Warped logic
At last, the Cabinet on Tuesday formed a special committee, as required under the Comprehensive Peace Agreement (CPA), to settle the question of where and how to rehabilitate some 20,000 PLA soldiers that have been certified as eligible for possible integration into the country’s security forces. One-third of the total number of Maoist combatants registered with UNMIN failed to meet the eligibility criteria. The Nepali Congress, the main opposition party, has protested against the composition of the committee. The five-member panel headed by Home Minister and Deputy Prime Minister Bamdev Gautam includes two ministers from the CPN-Maoist and a representative from the MJF, as members. The seat set aside for the Congress remains vacant, as it has refused to nominate its representative, on the grounds that one of its conditions — that each party, irrespective of its size, should have only one representative — was not fulfilled.
Congress leaders have said that the PLA soldiers cannot be adjusted without Congress approval. It is the Congress’s choice to be or not to be on the committee. It also has the right to form and publicise its own opinion on the question of integration. But it has no constitutional role in deciding how and where the PLA should be integrated, nor does it have the popular mandate to do so. In the recent CA election, the people had drastically reduced their support for the Congress, making their desire clear that it should not lead a government for the rest of the transition period. The Congress chose to go into opposition instead of working in a Maoist-led coalition. So Congress participation is not needed in the committee to make the PLA integration process legitimate.
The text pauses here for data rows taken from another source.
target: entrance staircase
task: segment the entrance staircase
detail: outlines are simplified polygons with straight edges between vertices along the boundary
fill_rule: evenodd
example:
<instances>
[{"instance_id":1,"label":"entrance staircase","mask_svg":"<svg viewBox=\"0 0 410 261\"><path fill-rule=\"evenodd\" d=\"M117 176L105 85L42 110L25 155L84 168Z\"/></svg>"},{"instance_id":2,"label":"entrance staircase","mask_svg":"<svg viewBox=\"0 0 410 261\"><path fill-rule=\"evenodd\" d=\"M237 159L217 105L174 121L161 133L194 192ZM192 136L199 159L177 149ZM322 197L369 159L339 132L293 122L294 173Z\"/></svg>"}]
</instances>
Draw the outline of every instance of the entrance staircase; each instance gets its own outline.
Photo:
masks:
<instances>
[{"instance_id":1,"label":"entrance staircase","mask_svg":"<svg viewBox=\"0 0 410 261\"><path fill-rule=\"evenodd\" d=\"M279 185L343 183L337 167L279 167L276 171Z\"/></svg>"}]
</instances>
It is another matter if the parties seek to forge a consensus, but the absence of it should not be allowed to stall the integration, a vital part of the entire peace process.
It may come across as odd if the opposition party should choose to sit on a committee appointed by the Cabinet to settle the issue of PLA integration, particularly against the background that it rejected the politics of consensus as practised since the success of Jana Andolan II after the voters made the CPN-Maoist the largest political party. Both Congress conditions sound indefensible from the point of view of fairness and logic. If the largest party leading the government should not head the panel and cannot have more than one representative, it is hard to find ways of justifying any other arrangement. These conditions imply that the party at the head of the government should not have a deciding role in the PLA integration. It would then most probably lead to a situation where, as the proverb goes, the tail wags the dog, not the other way round — something that would strike at a cardinal principle of democratic governance. Congress president Koirala was right in saying the other day that the existing agreements have not made it mandatory for all the PLA fighters to be taken into the Nepal Army. But the agreements do not say either that all of them should not be integrated into the Nepal Army. Now, only the government has the authority to decide exactly how the issue should be resolved, one may like it or not.